Curiosamente, Una historia sencilla me pareció un Lynch menor, aunque (o porque) afines de los 90 también el cine argentino estaba buscando su refundación a través de la simpleza. Para cuando se estrenó El camino de los sueños en el Lorca (con su absurdo cuestionario pegado en la cartelera), la Argentina parecía inmersa en un sueño espeso, de la que sólo la sacaría el estallido. Pero para cuando ya en el nuevo siglo vi Imperio (en el cine arte, con las vibraciones del subte por una vez funcionando como verdadero cine 4D) me pareció que era demasiado autoindulgente, algo así como su propia Megalópolis (que acabo de ver también en ese reabierto cine, con la sensación de estar asistiendo a la caída final de un Imperio). El cine ya nunca reencontró el camino perdido, y hoy las primeras películas de Lynch son también en ese sentido una suerte de despedida.
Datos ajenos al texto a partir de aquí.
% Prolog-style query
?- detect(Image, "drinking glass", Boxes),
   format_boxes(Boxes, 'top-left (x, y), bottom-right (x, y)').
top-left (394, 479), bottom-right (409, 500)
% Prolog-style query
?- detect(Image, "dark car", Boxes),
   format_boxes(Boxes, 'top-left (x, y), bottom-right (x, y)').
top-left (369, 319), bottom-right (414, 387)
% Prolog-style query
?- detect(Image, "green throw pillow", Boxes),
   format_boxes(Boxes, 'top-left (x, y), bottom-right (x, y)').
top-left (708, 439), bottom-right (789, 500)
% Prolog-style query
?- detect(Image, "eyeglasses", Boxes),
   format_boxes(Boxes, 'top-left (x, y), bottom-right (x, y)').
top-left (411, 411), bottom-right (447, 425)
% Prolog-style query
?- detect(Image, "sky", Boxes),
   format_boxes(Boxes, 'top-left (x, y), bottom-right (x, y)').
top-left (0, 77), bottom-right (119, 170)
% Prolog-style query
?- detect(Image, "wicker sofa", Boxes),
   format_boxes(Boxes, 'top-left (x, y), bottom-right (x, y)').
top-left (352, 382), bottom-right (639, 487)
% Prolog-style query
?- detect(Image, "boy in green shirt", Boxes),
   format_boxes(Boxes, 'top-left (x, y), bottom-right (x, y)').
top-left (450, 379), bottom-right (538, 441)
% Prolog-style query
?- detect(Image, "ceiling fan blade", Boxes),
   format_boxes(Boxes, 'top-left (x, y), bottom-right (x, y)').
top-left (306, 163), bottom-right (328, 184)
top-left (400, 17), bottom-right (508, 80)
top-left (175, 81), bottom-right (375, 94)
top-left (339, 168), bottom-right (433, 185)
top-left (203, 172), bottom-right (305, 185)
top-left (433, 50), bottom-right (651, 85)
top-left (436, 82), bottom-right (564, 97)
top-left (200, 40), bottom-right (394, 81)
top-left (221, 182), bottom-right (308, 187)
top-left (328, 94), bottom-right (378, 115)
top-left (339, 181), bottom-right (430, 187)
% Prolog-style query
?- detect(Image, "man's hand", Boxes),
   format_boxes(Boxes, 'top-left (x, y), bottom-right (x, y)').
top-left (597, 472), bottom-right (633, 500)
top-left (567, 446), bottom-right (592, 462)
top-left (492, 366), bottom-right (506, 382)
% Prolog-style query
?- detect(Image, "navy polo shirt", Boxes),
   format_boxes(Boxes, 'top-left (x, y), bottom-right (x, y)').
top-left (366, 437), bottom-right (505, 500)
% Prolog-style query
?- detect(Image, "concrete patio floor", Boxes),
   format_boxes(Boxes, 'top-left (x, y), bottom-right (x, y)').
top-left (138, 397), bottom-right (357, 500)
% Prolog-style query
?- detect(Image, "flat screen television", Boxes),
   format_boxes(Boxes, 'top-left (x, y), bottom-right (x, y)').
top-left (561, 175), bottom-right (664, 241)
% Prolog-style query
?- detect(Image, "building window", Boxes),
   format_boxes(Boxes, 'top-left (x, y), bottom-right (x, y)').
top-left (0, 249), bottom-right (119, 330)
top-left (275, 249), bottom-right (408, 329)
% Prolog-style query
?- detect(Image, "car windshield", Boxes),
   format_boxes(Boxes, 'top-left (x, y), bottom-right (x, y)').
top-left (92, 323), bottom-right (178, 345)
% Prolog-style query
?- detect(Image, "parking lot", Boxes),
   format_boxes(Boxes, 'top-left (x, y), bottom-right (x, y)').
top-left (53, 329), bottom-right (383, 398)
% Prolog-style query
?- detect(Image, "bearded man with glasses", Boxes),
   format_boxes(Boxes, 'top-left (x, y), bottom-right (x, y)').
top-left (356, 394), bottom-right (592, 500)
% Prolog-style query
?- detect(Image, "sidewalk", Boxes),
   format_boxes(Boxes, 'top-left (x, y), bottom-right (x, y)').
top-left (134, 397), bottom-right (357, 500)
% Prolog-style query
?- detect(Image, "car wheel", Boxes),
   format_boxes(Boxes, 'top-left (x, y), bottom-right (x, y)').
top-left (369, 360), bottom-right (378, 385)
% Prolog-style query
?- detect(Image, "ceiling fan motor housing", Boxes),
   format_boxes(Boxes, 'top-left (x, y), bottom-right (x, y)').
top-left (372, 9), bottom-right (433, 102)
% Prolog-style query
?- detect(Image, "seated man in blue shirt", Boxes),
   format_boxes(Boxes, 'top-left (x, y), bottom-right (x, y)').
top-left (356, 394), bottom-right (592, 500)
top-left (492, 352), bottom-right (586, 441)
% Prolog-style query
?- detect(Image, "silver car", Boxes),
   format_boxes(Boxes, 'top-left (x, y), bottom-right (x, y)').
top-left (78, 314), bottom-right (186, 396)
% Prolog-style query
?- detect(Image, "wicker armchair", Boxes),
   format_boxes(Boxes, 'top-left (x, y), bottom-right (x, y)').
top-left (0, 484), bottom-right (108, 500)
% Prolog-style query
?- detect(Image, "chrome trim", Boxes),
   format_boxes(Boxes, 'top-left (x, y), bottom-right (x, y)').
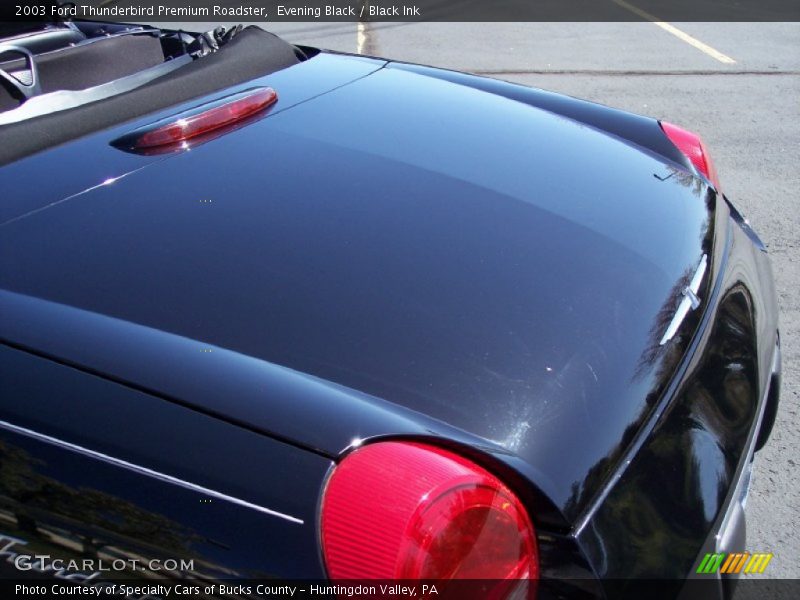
top-left (0, 421), bottom-right (304, 525)
top-left (659, 254), bottom-right (708, 346)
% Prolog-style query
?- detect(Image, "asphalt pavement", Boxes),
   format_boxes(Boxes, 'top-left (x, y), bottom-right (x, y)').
top-left (159, 22), bottom-right (800, 579)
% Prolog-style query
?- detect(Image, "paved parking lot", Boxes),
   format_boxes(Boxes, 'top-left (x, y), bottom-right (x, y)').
top-left (164, 22), bottom-right (800, 578)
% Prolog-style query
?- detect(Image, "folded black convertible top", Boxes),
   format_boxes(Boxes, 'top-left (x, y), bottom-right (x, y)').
top-left (0, 26), bottom-right (299, 164)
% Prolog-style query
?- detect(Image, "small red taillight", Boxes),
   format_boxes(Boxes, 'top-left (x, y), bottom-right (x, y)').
top-left (132, 88), bottom-right (278, 149)
top-left (661, 121), bottom-right (720, 191)
top-left (321, 442), bottom-right (539, 589)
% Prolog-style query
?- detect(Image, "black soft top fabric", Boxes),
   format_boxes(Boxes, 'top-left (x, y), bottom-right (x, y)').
top-left (0, 26), bottom-right (299, 165)
top-left (0, 34), bottom-right (164, 110)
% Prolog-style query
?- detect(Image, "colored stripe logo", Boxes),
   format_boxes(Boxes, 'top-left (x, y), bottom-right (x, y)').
top-left (697, 552), bottom-right (773, 575)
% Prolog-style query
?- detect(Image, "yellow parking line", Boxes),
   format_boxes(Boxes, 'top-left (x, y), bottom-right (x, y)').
top-left (611, 0), bottom-right (736, 65)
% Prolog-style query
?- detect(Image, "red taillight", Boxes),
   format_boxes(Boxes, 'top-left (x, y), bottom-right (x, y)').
top-left (322, 442), bottom-right (539, 580)
top-left (132, 88), bottom-right (278, 149)
top-left (661, 121), bottom-right (720, 190)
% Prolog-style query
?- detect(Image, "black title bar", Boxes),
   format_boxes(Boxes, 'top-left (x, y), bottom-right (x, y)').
top-left (0, 0), bottom-right (800, 23)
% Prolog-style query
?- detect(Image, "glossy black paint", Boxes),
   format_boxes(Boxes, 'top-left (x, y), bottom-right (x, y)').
top-left (1, 49), bottom-right (714, 519)
top-left (0, 346), bottom-right (332, 578)
top-left (0, 34), bottom-right (777, 595)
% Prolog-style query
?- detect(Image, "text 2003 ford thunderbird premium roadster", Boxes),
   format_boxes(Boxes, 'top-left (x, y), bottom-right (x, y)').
top-left (0, 12), bottom-right (780, 598)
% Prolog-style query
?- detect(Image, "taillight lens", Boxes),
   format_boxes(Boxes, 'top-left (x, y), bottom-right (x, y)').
top-left (120, 87), bottom-right (278, 151)
top-left (661, 121), bottom-right (721, 191)
top-left (322, 442), bottom-right (539, 580)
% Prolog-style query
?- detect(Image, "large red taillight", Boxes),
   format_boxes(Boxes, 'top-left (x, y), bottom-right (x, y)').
top-left (661, 121), bottom-right (720, 191)
top-left (119, 87), bottom-right (278, 151)
top-left (322, 442), bottom-right (539, 580)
No me reconozco en muchos de los duelos públicos hechos en su nombre, por motivos que no alcanzo a compartir aunque sí a comprender. O acaso no puedo sino expresar lo particular de ese amor filial que atravesó la vida de mi generación en general, y los arrasados por los años 70 en particular (y los que tomamos una cámara de super 8 por primera vez, salvajes de corazón, para filmar con las tripas movidos por alguna de esas películas). El plano de lo que acecha bajo el jardín en Terciopelo azul me persiguió por años, mientras trataba de desprenderme de mis propias pesadillas. Muchas imágenes de Lynch nos acompañaron y seguirán acompañando hasta el final, y eso basta para agradecer su existencia. Volver a verlas es como reencontrarse con los sueños de alguien que ya no somos y, a la vez, nunca dejaremos de ser.